The questions that guide our project are: How might we rethink our publication, citation, and editorial decisions so that professional philosophy can counteract rather than amplify the structural precarity of certain groups of individuals in philosophy? What does it mean for philosophy to be accountable to marginalized constituencies in our profession, both when we theorize about their experience and when we cite scholarship on such marginalized experiences?
Our project focuses on how issues of diversity might be addressed at the level of producing the scholarly object. We are in the midst of facilitating focus group conversations which have been driven by questions about determining the (un)reliability of research findings, rectifying unethical research, and determining best practices for adequate engagement with/citation of marginalized scholarship. Such policies and best practices are well-established for the natural and social sciences, but we have noted a dearth in the equivalent for the humanities and for philosophy, in particular. Our planning grant examines the question of what guidelines for best practices and a code of publication ethics in the humanities might look like by analyzing publishing policies and guidelines that are concerned with
- explicitly defining academic misconduct, especially when it comes to appropriating the ideas of others without acknowledgment;
- defining guidelines for research addressing underrepresented or marginalized populations (more generally); and
- defining guidelines for engaging underrepresented or marginalized scholars (more particularly).
We’re engaging with these questions through a series of focus groups that gather journal editors, journal presses, and representatives of various APA committees. We conducted such a focus group at each of the three APA division meetings this year, as well as three online focus groups for those who could not make the in-person meetings, and will host one this summer for representatives of presses that publish professional journals.

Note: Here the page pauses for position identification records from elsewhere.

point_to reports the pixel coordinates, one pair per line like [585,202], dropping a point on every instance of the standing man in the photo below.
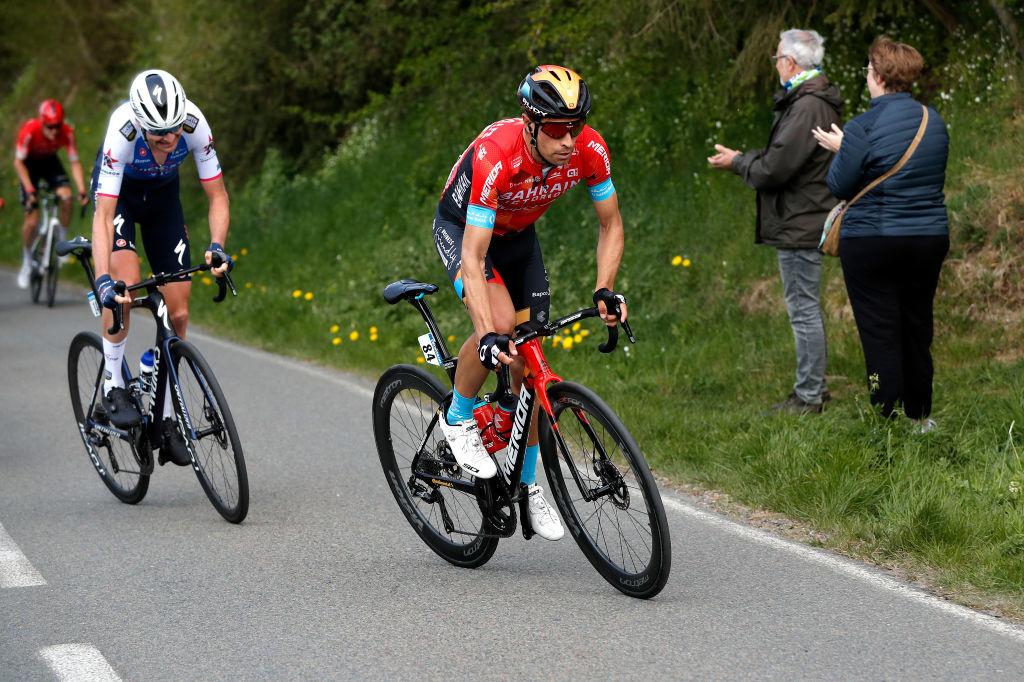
[794,201]
[36,159]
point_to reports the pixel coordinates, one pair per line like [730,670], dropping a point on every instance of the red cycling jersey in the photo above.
[496,182]
[33,143]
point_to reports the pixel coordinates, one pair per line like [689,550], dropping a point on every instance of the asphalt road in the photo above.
[326,580]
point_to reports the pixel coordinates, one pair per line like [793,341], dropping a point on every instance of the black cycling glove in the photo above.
[491,345]
[612,301]
[217,252]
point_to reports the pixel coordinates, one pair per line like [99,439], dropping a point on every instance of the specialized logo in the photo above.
[128,130]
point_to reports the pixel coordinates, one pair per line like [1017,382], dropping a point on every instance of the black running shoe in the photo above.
[120,409]
[173,448]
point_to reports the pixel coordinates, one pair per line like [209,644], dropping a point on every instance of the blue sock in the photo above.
[462,408]
[529,465]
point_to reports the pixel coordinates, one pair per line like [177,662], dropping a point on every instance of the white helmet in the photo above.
[158,100]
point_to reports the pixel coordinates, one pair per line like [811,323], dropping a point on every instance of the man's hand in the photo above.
[496,348]
[828,139]
[109,297]
[723,159]
[226,263]
[610,305]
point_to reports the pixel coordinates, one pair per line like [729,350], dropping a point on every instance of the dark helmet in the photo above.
[551,91]
[51,113]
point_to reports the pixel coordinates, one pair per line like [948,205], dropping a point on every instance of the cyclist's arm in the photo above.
[610,241]
[474,248]
[23,175]
[219,214]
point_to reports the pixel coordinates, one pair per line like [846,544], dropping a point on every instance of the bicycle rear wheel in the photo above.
[52,268]
[613,509]
[119,462]
[208,428]
[406,403]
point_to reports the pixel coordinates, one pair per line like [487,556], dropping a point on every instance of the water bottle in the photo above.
[146,366]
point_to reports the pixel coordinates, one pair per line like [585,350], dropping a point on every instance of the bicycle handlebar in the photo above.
[534,330]
[223,283]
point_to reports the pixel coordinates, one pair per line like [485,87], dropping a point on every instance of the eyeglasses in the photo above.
[165,131]
[562,128]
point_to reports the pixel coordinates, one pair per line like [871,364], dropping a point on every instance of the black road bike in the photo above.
[123,458]
[600,479]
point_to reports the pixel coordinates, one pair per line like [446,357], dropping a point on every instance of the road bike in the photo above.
[45,264]
[601,482]
[123,458]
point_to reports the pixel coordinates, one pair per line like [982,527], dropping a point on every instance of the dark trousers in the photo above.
[891,282]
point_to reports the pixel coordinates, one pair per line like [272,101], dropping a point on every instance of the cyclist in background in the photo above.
[484,235]
[36,158]
[135,180]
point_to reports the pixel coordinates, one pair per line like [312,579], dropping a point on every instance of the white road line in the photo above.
[15,569]
[847,566]
[78,663]
[835,562]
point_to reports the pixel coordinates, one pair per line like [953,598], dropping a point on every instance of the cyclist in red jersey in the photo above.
[36,150]
[484,235]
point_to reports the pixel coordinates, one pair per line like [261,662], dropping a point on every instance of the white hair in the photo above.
[806,47]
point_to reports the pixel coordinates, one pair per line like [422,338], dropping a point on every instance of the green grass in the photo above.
[715,347]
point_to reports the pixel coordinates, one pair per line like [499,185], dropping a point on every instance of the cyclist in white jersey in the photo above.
[135,180]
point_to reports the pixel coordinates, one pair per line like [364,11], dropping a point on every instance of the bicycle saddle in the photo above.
[402,290]
[65,248]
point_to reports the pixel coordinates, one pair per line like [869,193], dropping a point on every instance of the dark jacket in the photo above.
[908,204]
[790,173]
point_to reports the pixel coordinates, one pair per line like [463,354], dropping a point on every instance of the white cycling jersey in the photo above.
[126,154]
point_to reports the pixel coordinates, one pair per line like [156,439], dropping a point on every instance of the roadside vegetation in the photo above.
[336,143]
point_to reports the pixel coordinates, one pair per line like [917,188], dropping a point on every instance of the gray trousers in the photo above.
[801,271]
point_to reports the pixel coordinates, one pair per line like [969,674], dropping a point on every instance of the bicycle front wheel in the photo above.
[406,410]
[208,428]
[52,268]
[118,462]
[605,492]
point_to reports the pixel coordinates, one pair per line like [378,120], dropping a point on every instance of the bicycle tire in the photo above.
[117,462]
[605,454]
[406,399]
[52,270]
[208,428]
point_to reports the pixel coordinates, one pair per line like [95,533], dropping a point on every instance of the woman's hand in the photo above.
[829,140]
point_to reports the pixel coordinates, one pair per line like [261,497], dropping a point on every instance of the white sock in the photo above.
[168,407]
[113,354]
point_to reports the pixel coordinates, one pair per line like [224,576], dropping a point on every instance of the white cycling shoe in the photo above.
[23,275]
[464,438]
[542,515]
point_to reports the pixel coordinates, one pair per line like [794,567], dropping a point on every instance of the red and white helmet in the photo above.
[158,100]
[51,113]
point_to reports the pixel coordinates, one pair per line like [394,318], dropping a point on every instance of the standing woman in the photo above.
[894,239]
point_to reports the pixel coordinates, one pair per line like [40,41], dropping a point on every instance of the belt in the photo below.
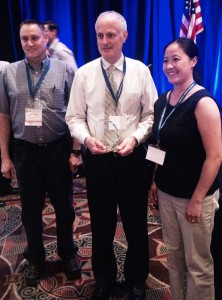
[40,146]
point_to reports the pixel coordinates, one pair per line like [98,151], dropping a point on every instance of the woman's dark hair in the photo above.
[191,50]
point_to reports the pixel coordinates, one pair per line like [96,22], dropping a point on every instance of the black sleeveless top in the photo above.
[182,142]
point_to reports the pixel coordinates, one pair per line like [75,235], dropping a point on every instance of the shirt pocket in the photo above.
[53,98]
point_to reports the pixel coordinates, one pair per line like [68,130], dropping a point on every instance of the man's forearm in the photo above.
[5,130]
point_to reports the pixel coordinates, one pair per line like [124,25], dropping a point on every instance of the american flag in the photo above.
[192,20]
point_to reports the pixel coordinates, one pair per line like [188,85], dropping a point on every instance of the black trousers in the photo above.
[42,169]
[123,182]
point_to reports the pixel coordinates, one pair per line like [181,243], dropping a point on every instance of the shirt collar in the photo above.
[40,66]
[118,65]
[54,43]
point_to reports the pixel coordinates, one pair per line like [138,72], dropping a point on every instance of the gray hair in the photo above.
[118,16]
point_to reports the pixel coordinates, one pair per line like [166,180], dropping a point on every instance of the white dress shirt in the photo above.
[87,99]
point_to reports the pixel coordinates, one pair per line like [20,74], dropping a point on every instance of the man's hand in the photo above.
[127,146]
[95,146]
[8,169]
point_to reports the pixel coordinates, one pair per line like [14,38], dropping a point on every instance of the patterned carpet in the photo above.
[54,284]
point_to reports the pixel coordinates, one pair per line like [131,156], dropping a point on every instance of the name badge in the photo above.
[33,117]
[119,121]
[156,155]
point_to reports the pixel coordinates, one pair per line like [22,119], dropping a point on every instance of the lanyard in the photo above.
[37,86]
[119,91]
[162,122]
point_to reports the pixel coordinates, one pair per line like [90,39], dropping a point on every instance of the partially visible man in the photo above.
[33,100]
[57,49]
[116,174]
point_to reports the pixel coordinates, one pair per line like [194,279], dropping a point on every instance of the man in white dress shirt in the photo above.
[57,49]
[118,176]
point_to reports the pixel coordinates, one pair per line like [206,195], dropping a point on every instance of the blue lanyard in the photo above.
[162,122]
[119,91]
[37,86]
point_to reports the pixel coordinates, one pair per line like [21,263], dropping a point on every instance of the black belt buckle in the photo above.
[115,154]
[43,146]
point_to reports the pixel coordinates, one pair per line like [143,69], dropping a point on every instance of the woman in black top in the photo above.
[187,133]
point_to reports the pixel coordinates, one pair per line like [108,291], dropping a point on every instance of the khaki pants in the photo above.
[190,263]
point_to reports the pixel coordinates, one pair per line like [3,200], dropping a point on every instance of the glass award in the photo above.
[107,133]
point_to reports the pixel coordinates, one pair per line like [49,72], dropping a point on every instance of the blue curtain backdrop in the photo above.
[151,25]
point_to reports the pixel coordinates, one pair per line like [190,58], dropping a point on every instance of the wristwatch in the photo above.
[76,152]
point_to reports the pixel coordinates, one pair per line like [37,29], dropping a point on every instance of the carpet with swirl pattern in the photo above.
[54,284]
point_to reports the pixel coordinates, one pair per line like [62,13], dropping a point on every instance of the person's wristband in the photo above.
[76,152]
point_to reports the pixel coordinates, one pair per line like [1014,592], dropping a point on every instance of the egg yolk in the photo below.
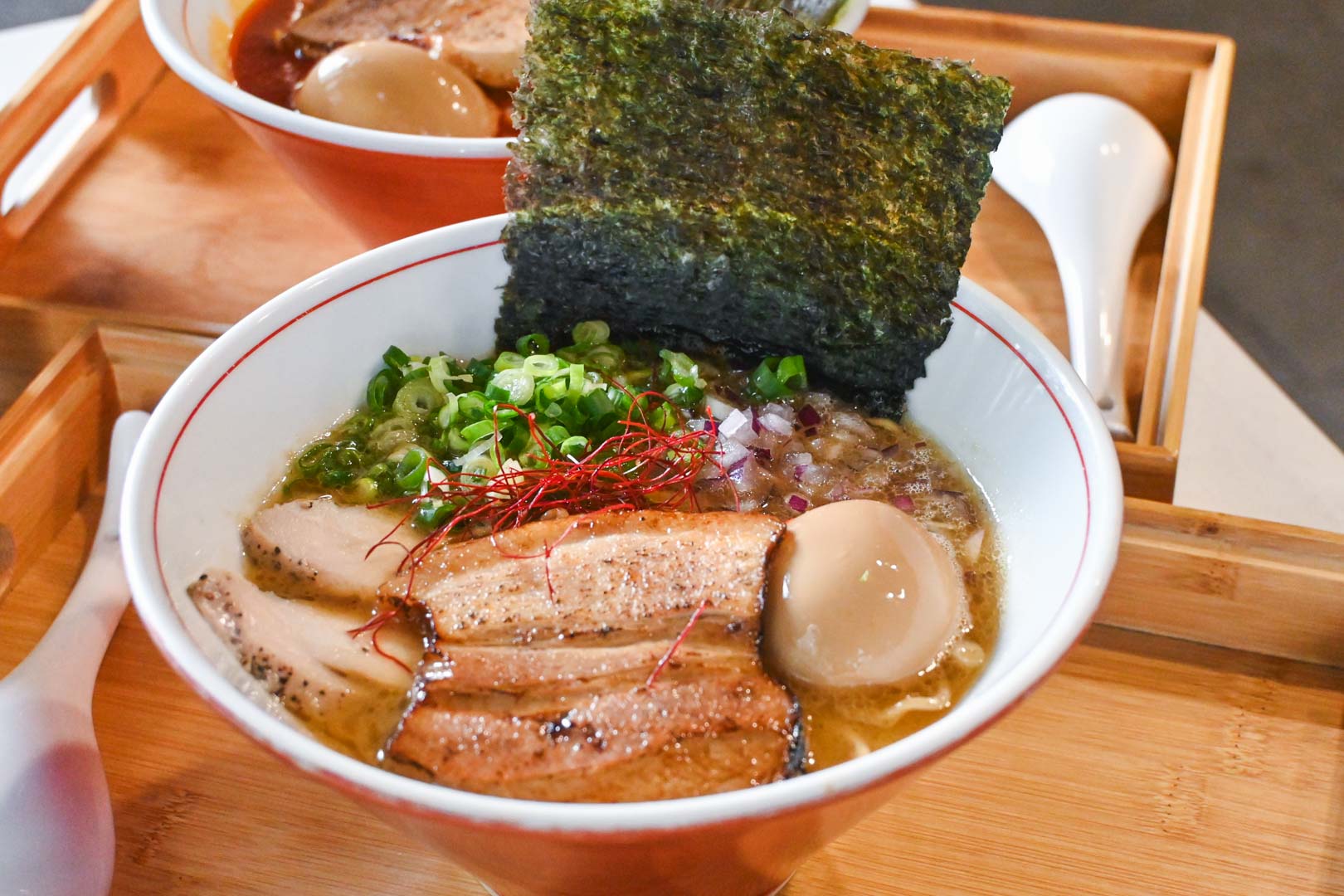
[860,594]
[394,86]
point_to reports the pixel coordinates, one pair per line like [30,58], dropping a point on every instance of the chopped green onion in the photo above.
[592,334]
[410,470]
[507,362]
[682,370]
[417,399]
[470,406]
[477,430]
[448,412]
[572,446]
[533,344]
[431,514]
[363,490]
[312,458]
[382,388]
[765,382]
[791,373]
[605,358]
[597,407]
[576,375]
[542,366]
[514,386]
[335,477]
[441,375]
[480,371]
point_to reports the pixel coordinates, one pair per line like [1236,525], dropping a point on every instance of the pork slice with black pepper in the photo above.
[485,38]
[301,653]
[318,550]
[620,575]
[611,657]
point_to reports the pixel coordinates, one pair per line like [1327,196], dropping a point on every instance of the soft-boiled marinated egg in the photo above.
[387,85]
[860,594]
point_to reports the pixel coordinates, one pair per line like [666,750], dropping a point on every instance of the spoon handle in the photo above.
[71,649]
[1096,285]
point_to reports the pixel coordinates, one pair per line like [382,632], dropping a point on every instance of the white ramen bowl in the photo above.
[997,397]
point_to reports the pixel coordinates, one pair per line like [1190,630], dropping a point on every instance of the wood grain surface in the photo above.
[1146,765]
[178,214]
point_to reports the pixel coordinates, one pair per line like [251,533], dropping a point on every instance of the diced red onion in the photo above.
[732,453]
[734,426]
[718,406]
[776,423]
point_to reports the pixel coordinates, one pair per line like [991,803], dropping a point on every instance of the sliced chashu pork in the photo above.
[485,38]
[304,655]
[318,550]
[544,691]
[695,733]
[633,575]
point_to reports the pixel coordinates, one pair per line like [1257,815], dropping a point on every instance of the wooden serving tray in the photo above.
[164,207]
[1146,765]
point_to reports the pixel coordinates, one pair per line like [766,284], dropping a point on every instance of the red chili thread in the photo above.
[375,625]
[667,657]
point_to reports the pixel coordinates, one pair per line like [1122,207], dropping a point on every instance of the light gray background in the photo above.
[1276,277]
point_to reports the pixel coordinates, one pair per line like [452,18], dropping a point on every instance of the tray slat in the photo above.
[1146,765]
[242,231]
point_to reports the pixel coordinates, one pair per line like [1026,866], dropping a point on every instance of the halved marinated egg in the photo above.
[860,594]
[394,86]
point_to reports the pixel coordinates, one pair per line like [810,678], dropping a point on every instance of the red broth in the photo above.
[265,67]
[261,66]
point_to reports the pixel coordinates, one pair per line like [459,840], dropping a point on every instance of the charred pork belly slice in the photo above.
[641,572]
[305,655]
[694,733]
[559,665]
[557,676]
[316,550]
[485,38]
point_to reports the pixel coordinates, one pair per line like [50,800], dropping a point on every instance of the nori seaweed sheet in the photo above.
[732,178]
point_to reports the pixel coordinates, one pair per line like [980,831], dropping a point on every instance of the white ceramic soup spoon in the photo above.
[56,816]
[1092,171]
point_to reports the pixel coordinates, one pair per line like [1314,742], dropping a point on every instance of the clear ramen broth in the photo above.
[796,453]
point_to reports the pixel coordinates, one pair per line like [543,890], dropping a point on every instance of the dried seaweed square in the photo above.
[735,178]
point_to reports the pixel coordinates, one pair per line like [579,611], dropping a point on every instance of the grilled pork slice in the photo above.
[320,550]
[301,653]
[561,674]
[695,733]
[485,38]
[558,666]
[617,577]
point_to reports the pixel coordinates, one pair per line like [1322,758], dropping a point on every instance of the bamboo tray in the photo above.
[1147,765]
[164,207]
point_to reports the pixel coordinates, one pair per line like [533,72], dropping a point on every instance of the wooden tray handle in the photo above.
[100,73]
[1230,582]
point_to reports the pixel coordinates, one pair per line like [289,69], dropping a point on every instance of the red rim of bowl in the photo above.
[153,603]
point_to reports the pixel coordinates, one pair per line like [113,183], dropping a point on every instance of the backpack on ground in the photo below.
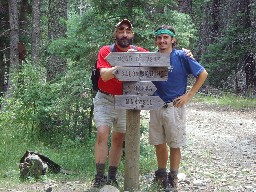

We also welcome comments from the broader philosophy community through this online form.
We plan to report our outcomes in a white paper which should be released in the fall. Alongside the white paper, we will develop templates for best practices that editors can adapt in conversation with their editorial boards for ensuring ethical treatment of marginalized groups in research and scholarship in philosophy. We hope to address inclusive citation practices, peer review practices, scholarly consideration of the effect of the research on those most affected by the scholarship, what it means to ensure inclusion of marginalized voices, and what would count as reflective processes for work that directly affects marginalized groups.
Our hope, my hope, is that this work can help people think about how the lives of actual people are affected by the work that we do, and how our research practices can acknowledge and reflect that reality.
Kris Sealey is an Associate Professor of Philosophy, co-director of the Peace and Justice Studies Program, and co-director of Curriculum Development at the Center for Academic Excellence at Fairfield University. She works in Continental Philosophy, Philosophy of Race, and Postcolonial Theory. Her current book project, Creolizing the Nation: The Argument for an Alternative Ontology, investigates the relationship between community formations, creolizing process of identity-formation, and the nation.